Dobranocka by collins02

Juz chcialem zmykać ale…Lubie sie chwalic i teraz tez sie pochwale.Mam 59 lat a Stone Cold Sober wytanczylem z Rodem jakbym mial lat,ok. 20… :joy: Sam w pokoju ktorego mam juz dość :thinking:
Ta plyta towarzyszy mi od konca podstawowki…Wiadomo…Sailing i te sprawy…Ale tych kilka historii wyspiewanych przez Roda…Jakos tak trafialo to do mnie wtedy i…pozniej.Jakby czlowiek olewal mijający czas…

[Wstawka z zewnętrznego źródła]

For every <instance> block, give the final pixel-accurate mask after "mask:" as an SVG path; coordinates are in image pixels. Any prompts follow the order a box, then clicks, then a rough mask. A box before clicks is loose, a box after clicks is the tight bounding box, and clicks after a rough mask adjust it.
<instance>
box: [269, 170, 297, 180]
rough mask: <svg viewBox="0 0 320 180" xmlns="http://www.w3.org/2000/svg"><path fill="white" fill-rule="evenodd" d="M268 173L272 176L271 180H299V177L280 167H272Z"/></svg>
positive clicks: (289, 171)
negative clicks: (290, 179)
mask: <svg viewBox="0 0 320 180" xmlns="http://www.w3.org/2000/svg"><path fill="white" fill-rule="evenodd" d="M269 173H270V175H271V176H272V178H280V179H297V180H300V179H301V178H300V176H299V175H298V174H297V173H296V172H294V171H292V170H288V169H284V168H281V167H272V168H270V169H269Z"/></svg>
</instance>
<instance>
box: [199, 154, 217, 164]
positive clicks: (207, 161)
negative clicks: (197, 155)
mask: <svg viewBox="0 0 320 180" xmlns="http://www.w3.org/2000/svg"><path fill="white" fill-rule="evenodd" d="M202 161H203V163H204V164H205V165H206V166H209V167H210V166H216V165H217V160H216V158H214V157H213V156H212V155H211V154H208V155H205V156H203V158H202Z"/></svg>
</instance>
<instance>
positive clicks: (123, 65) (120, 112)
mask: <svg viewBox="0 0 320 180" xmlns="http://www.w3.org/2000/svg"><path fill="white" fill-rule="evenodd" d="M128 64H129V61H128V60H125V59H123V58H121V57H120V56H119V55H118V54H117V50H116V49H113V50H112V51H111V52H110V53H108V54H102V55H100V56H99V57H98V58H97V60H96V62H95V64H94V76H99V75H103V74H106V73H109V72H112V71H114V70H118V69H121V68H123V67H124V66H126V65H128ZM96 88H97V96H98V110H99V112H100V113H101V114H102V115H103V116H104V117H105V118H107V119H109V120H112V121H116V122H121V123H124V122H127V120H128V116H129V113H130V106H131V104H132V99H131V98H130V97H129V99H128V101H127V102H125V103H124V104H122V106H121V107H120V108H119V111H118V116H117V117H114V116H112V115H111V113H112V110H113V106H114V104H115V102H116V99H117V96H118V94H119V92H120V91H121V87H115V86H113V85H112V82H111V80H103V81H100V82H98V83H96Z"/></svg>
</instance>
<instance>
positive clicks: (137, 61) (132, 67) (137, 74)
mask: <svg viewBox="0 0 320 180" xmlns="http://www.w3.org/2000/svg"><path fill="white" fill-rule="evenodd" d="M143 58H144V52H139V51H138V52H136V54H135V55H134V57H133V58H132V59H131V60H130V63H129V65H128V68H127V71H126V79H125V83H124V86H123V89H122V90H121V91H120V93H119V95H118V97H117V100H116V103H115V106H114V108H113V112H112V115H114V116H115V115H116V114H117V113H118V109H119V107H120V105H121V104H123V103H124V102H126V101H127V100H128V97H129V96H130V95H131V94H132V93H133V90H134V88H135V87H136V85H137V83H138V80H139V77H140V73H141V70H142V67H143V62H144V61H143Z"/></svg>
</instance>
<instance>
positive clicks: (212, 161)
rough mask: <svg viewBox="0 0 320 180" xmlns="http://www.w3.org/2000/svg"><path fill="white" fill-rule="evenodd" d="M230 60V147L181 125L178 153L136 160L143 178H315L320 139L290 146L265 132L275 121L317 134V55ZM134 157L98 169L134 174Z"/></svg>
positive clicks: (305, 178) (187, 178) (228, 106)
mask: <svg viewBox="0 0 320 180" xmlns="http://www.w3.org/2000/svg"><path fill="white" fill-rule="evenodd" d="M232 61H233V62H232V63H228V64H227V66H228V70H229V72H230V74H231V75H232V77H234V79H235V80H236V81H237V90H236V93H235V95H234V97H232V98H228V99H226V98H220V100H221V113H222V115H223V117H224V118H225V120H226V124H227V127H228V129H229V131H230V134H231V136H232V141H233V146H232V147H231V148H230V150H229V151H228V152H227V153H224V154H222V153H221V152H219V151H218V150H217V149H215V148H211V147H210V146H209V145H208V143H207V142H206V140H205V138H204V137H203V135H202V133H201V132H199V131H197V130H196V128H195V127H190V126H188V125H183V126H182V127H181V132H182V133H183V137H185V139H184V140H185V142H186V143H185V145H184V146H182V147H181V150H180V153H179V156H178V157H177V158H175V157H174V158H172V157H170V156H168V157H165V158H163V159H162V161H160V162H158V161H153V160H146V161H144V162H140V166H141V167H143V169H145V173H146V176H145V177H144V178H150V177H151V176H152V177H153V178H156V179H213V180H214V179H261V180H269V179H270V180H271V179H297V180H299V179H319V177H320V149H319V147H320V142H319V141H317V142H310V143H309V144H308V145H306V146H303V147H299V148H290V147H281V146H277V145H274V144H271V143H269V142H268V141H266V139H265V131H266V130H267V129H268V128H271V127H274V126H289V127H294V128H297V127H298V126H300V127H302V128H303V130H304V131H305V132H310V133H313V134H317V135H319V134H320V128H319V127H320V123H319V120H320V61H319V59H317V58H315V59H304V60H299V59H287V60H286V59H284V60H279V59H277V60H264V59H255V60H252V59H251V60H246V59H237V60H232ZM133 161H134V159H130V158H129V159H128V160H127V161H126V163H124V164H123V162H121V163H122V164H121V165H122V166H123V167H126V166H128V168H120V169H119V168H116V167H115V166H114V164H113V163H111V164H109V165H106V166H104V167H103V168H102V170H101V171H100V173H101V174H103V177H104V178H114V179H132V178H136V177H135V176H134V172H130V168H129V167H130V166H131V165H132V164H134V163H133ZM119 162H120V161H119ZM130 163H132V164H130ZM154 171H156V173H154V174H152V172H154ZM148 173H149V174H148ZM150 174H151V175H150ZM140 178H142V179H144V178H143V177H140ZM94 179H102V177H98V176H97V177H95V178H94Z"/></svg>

Nie moge sie identyfikowac z bohaterem tego numeru bo zupelnie trzezwy nie jestem…Zreszta…Co w ogole wtedy Rodowi do łba strzeliło???Trzezwosc???Predzej bym uwierzyl ze Ciciolina byla dziewicą :joy:
Prawdziwym powodem napisania tych"zeznań"jest czas…
Kiedy moja corka sie urodzila,album Roda"Atlantic Crossing",byl pierwszym ktory zagral w domu…I to bylo bardzo glosne granie!!!
15 lat jak w 5 minut…Ech te wspomnienia…Czy jest cos silniejszego?